Custom Configuration

You can run it with a custom configuration file using the --config option:

sofairfilter folder_with_txt_documents --config path/to/config.yaml

The default configuration is:

model_factory:  # Model configuration.
  model_path: SoFairOA/sofair-modernBERT-base-filter  # Name or path to the model.
  attn_implementation: flash_attention_2 # The attention implementation to use in the model (if relevant). Can be any of "eager" (manual implementation of the attention), "sdpa" (using F.scaled_dot_product_attention), or "flash_attention_2" (using Dao-AILab/flash-attention). By default, if available, SDPA will be used for torch>=2.1.1. The default is otherwise the manual "eager" implementation.
  cache_dir: # Path to Hugging Face cache directory.
  quantization: # Configuration for bits and bytes quantization.
    load_in_8bit: false  # This flag is used to enable 8-bit quantization with LLM.int8().
    load_in_4bit: false # This flag is used to enable 4-bit quantization by replacing the Linear layers with FP4/NF4 layers from `bitsandbytes`.
    llm_int8_threshold: 6.0 # This corresponds to the outlier threshold for outlier detection as described in `LLM.int8() : 8-bit Matrix Multiplication for Transformers at Scale` paper: https://arxiv.org/abs/2208.07339 Any hidden states value that is above this threshold will be considered an outlier and the operation on those values will be done in fp16. Values are usually normally distributed, that is, most values are in the range [-3.5, 3.5], but there are some exceptional systematic outliers that are very differently distributed for large models.

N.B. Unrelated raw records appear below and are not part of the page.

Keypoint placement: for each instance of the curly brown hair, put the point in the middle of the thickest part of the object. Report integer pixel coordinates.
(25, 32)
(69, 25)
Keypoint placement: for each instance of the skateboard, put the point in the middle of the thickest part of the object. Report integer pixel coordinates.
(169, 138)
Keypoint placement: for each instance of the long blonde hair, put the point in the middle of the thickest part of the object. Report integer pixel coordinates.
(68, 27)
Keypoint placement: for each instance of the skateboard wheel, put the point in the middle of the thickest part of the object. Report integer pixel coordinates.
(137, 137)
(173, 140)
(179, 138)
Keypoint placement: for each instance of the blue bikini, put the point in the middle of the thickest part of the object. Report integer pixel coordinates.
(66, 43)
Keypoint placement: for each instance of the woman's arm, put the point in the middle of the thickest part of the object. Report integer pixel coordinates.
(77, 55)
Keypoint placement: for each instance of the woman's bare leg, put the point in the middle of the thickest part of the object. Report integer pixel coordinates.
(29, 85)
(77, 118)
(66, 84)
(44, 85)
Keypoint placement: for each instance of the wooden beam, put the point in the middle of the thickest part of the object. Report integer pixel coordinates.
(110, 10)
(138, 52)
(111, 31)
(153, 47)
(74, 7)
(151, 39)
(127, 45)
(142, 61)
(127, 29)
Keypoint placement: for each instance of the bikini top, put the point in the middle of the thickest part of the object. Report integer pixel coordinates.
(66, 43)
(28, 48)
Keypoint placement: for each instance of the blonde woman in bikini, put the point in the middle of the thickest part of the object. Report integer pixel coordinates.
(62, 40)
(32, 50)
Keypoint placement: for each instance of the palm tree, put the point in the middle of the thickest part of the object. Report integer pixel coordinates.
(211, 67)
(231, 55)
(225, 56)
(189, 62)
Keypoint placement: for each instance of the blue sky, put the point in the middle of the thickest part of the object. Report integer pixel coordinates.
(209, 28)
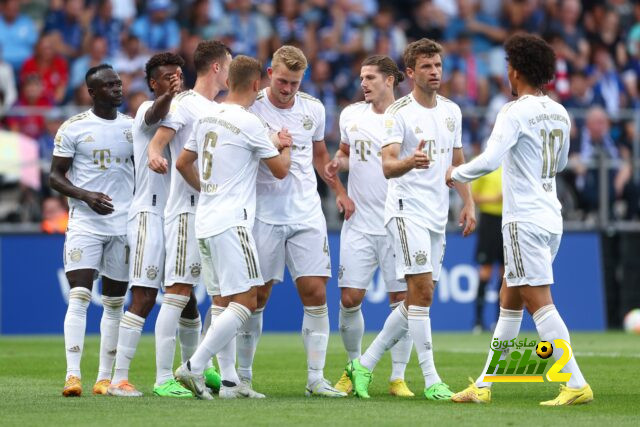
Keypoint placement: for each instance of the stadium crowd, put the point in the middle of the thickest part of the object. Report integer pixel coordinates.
(46, 47)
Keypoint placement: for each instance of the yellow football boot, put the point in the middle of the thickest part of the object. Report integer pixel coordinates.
(344, 384)
(473, 394)
(571, 396)
(72, 387)
(399, 388)
(101, 387)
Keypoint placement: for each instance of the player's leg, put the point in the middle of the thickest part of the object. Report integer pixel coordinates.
(146, 243)
(269, 239)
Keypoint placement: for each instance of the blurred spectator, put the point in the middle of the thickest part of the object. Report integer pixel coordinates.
(50, 67)
(246, 31)
(55, 215)
(96, 55)
(597, 144)
(156, 29)
(105, 25)
(32, 95)
(67, 20)
(18, 34)
(8, 91)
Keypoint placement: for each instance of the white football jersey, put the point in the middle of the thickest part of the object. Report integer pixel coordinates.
(102, 152)
(531, 140)
(361, 128)
(151, 188)
(185, 109)
(294, 199)
(421, 194)
(229, 146)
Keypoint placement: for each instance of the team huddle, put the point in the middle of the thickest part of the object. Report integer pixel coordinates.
(225, 194)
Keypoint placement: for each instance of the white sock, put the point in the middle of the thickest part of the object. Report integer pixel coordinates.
(247, 342)
(75, 324)
(189, 336)
(227, 356)
(220, 333)
(315, 335)
(128, 338)
(109, 326)
(550, 326)
(351, 323)
(395, 327)
(166, 327)
(400, 353)
(507, 328)
(420, 330)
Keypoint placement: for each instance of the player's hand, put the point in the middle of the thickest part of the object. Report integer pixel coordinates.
(331, 170)
(345, 204)
(158, 164)
(447, 178)
(468, 219)
(98, 202)
(420, 158)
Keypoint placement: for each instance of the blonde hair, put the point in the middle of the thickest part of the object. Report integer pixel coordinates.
(291, 57)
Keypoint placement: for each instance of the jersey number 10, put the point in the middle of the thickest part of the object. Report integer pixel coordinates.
(550, 154)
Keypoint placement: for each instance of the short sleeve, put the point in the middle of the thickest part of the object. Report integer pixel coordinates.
(393, 129)
(64, 146)
(319, 133)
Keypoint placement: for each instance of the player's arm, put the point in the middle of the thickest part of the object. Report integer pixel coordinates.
(394, 167)
(279, 165)
(160, 107)
(468, 211)
(160, 140)
(187, 168)
(340, 162)
(98, 202)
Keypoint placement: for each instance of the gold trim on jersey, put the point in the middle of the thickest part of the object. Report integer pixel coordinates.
(402, 232)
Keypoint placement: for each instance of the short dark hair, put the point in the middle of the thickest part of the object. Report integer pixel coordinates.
(532, 57)
(243, 71)
(423, 46)
(158, 60)
(94, 70)
(208, 52)
(386, 66)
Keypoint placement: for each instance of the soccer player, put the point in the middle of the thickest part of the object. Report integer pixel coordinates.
(231, 145)
(95, 149)
(290, 227)
(422, 134)
(363, 244)
(531, 141)
(145, 230)
(182, 265)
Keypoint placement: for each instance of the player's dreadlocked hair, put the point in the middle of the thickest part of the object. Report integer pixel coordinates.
(532, 57)
(158, 60)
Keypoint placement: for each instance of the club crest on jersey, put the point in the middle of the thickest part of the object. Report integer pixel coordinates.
(195, 269)
(75, 254)
(307, 123)
(152, 272)
(420, 257)
(451, 124)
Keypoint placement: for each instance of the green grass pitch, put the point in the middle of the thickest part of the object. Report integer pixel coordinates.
(32, 373)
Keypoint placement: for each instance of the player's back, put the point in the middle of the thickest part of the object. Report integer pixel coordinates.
(151, 188)
(229, 146)
(541, 127)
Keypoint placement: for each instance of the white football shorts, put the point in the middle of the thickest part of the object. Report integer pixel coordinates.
(107, 255)
(417, 249)
(145, 234)
(361, 254)
(529, 252)
(230, 262)
(182, 264)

These outliers are often in the interval [-60, -6] or [6, 60]. Int8 quantization works well for values of magnitude ~5, but beyond that, there is a significant performance penalty. A good default threshold is 6, but a lower threshold might be needed for more unstable models (small models, fine-tuning).
    llm_int8_skip_modules: # An explicit list of the modules that we do not want to convert in 8-bit. This is useful for models such as Jukebox that has several heads in different places and not necessarily at the last position. For example for `CausalLM` models, the last `lm_head` is kept in its original `dtype`.
    llm_int8_enable_fp32_cpu_offload: false # This flag is used for advanced use cases and users that are aware of this feature. If you want to split your model in different parts and run some parts in int8 on GPU and some parts in fp32 on CPU, you can use this flag. This is useful for offloading large models such as `google/flan-t5-xxl`. Note that the int8 operations will not be run on CPU.
    llm_int8_has_fp16_weight: false # This flag runs LLM.int8() with 16-bit main weights. This is useful for fine-tuning as the weights do not have to be converted back and forth for the backward pass.
    bnb_4bit_compute_dtype: # This sets the computational type which might be different than the input type. For example, inputs might be fp32, but computation can be set to bf16 for speedups.
    bnb_4bit_quant_type: fp4 # This sets the quantization data type in the bnb.nn.Linear4Bit layers. Options are FP4 and NF4 data types which are specified by `fp4` or `nf4`.
    bnb_4bit_use_double_quant: false # This flag is used for nested quantization where the quantization constants from the first quantization are quantized again.
    bnb_4bit_quant_storage: # This sets the storage type to pack the quanitzed 4-bit prarams.
  torch_dtype: bfloat16 # Override the default torch.dtype and load the model under a specific dtype
  trust_remote_code: false # Whether to trust remote code.
  config: # Configuration for the model.
  device: cuda # Device map for the model. If not specified, the model will be loaded on the CPU. Defaults to auto.
  labels: # Classification labels, the position is specifying label id. Leave empty for automatic detection of labels from dataset or using labels from model configuration.
tokenizer: # Hugging Face tokenizer for the model. Leave empty if you wish to initialize it from the model.
threshold: # The threshold for the model's confidence probability. Documents with a probability below this threshold will be filtered out. By default, no threshold is applied and a class with the highest probability is selected.
batch_size: 32 # Batch size for processing documents.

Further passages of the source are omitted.